DFSCP can be avoided by addressing modifiable risk factors. Patients can be started on osteoporosis therapy before THA, although such therapy usually requires years to be effective and may unnecessarily delay the THA. Perioperative teriparatide is an alternative therapy option that has faster efficacy but is costlier [15,16]. Losing weight is also often challenging in obese patients because of their body habitus, as well as pain and stiffness from the arthritic joint [17,18]. We recommend the use of an anatomic tapered short stem with a collar. Cement at the site of osteotomy may compromise healing [19]. A taper and short implant could obviate the need to address the deformity to a certain extent. The collar helps maintain axial stability of the femur stem and prevent stem subsidence, in the event of distal stem cortical perforation. In addition, a preoperative plan based on 3D images would be helpful for estimating the anticipated size of the prosthesis. We also recommend the use of posterior Moore approach for high-risk patients, especially those with complex proximal femur deformity, as most of the distal stem cortical perforation cases reported in the literature are posterior. Difficulty with femur exposure using an anterolateral approach may result in a too-far anterior entry point in the proximal femur with a posterior trajectory and hence risk for posterior cortical perforation [4].

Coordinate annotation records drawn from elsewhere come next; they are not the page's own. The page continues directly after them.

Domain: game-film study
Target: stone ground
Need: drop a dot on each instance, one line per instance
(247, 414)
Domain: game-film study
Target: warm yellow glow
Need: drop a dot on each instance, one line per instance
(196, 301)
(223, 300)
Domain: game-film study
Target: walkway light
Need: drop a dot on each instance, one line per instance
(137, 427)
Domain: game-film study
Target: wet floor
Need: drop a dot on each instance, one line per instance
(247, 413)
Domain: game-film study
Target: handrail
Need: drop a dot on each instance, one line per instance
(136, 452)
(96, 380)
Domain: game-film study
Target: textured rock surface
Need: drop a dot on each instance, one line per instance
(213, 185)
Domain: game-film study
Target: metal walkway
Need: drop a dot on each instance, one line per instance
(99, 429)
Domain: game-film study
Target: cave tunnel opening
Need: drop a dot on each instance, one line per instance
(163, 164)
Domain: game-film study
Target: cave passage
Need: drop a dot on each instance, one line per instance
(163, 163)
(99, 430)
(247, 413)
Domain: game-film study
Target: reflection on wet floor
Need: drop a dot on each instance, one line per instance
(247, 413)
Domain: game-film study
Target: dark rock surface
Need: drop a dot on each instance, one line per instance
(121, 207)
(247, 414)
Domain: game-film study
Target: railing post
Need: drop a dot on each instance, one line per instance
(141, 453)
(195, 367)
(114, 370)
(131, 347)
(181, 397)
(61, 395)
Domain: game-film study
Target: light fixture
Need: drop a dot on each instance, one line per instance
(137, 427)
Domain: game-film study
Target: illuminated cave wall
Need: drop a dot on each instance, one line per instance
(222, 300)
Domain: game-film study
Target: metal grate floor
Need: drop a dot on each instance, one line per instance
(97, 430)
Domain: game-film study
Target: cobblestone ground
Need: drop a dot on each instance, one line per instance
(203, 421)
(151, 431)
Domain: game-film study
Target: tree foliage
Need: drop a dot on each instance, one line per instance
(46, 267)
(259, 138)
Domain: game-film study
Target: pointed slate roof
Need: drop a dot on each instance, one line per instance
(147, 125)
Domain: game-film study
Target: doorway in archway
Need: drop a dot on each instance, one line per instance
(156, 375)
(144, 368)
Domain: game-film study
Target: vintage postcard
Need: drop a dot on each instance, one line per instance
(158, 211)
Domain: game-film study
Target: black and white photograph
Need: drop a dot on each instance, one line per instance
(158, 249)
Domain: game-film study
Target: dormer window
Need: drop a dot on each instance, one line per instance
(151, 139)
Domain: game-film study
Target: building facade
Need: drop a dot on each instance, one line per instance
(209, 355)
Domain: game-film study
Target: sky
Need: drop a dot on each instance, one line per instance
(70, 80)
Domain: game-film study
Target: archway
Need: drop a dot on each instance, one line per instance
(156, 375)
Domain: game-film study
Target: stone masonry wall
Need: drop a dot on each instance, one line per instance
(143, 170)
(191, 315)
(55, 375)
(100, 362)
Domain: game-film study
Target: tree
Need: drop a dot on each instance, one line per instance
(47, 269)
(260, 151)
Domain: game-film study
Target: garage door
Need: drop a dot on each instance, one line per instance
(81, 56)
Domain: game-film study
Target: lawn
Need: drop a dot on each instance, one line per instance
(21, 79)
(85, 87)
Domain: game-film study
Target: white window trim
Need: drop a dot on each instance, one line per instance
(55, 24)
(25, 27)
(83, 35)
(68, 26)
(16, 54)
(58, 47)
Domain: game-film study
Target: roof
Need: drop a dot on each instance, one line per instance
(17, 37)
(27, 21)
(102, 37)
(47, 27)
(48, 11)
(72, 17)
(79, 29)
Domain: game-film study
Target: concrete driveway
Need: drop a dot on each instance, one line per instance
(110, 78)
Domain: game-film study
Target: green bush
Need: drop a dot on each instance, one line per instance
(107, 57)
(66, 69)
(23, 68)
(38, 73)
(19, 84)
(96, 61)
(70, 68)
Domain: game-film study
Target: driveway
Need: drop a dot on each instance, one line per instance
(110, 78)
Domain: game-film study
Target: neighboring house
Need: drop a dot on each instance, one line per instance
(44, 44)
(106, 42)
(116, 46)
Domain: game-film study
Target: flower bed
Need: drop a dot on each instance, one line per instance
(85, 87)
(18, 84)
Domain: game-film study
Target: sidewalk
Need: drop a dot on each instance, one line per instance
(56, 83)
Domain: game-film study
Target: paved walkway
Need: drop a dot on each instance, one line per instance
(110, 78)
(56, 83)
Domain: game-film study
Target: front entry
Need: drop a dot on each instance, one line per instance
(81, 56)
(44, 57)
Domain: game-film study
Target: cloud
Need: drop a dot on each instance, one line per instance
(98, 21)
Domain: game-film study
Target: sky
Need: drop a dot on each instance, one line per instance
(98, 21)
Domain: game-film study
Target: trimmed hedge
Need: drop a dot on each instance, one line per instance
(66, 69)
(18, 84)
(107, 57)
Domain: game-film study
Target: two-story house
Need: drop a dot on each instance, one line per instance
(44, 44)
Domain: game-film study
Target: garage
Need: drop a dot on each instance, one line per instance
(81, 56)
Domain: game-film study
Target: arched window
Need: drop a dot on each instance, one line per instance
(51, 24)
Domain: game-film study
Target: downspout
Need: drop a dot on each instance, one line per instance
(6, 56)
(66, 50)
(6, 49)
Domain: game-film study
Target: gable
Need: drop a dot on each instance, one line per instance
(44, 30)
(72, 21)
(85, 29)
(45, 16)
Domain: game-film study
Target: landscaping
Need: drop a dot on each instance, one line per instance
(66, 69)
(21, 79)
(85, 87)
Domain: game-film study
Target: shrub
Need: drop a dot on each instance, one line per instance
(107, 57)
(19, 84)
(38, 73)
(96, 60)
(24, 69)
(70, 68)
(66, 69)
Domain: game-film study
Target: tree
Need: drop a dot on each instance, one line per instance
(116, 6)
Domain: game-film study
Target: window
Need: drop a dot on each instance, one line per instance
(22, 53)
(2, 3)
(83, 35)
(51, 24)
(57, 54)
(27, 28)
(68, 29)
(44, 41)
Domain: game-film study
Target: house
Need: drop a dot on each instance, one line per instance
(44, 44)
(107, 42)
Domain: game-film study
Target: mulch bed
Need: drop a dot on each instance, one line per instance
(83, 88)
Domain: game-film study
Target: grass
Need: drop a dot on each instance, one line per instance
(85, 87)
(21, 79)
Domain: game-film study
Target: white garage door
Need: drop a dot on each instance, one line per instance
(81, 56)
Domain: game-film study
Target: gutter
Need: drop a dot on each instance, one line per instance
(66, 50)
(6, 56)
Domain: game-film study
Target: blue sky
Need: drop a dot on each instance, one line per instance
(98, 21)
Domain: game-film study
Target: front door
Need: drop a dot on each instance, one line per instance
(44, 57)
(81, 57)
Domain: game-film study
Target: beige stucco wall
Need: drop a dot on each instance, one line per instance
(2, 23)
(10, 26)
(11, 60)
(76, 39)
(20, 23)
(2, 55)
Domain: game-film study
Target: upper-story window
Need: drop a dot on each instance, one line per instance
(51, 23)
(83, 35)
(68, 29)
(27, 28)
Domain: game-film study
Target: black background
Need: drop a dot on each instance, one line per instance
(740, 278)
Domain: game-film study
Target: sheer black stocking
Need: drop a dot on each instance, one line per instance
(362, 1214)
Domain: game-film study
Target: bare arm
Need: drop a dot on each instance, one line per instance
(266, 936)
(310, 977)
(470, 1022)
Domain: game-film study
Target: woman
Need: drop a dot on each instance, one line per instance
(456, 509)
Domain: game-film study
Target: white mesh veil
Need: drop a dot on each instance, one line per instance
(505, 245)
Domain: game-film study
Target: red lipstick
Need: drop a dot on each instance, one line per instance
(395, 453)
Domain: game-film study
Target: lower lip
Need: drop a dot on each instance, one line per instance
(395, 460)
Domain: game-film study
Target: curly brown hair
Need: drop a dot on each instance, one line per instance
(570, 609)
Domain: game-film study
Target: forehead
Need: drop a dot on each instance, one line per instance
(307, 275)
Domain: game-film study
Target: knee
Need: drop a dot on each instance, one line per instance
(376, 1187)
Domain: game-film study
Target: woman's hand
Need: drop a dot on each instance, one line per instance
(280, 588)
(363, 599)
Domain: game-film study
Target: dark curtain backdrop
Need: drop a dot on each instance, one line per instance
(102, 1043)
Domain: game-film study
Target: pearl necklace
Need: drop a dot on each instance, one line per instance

Recognizing distal stem cortical perforation

For uncemented femur stems, a simple technique to pick up DFSCP intraoperatively is to perform a quick palpation for any prominence in the soft tissue around the shaft. For cemented femur stems, failure to fill up the medullary canal, a lack of high pressure to give some resistance during insertion of the stem, or obvious cement leakage into soft tissue around the femur distally should alert the surgeon of a possibility of DFSCP from the trial. However, palpation usually requires a larger exposure, which means the approach needs to be extended. Two orthogonal-view intraoperative radiographs are an efficient tool to aid intraoperative assessment. In addition, radiographs do not requirement increased surgical exposure. A previous report had shown that single-view postoperative radiographic surveillance in the operating room missed the DFSCP, and the complication was only picked up with 2 orthogonal views of the femur radiographs performed at a later time during the patients' hospital stay [4]. Postoperatively, thigh pain during ambulation should also alert the surgeon of a possibility of DFSCP but may not be present. Pellicci et al. reported a series of 12 cases of cemented THA with distal stem cortical perforation and found that 9 of their cases were asymptomatic [3].

Summary

In summary, patients with previous osteotomy surgeries of the proximal femur represent a challenging THA with the increased risk of DFSCP. For uncemented femur stem with DFSCP, there is the option of nonsurgical management with protected weight-bearing for 6 weeks. We recommend looking at the patient's pain symptoms, the amount of prominent distal stem protrusion, and the stability of the femoral stem to guide the surgeon as to whether revision surgery is indicated.

Conflict of interest

The authors declare there are no conflicts of interest.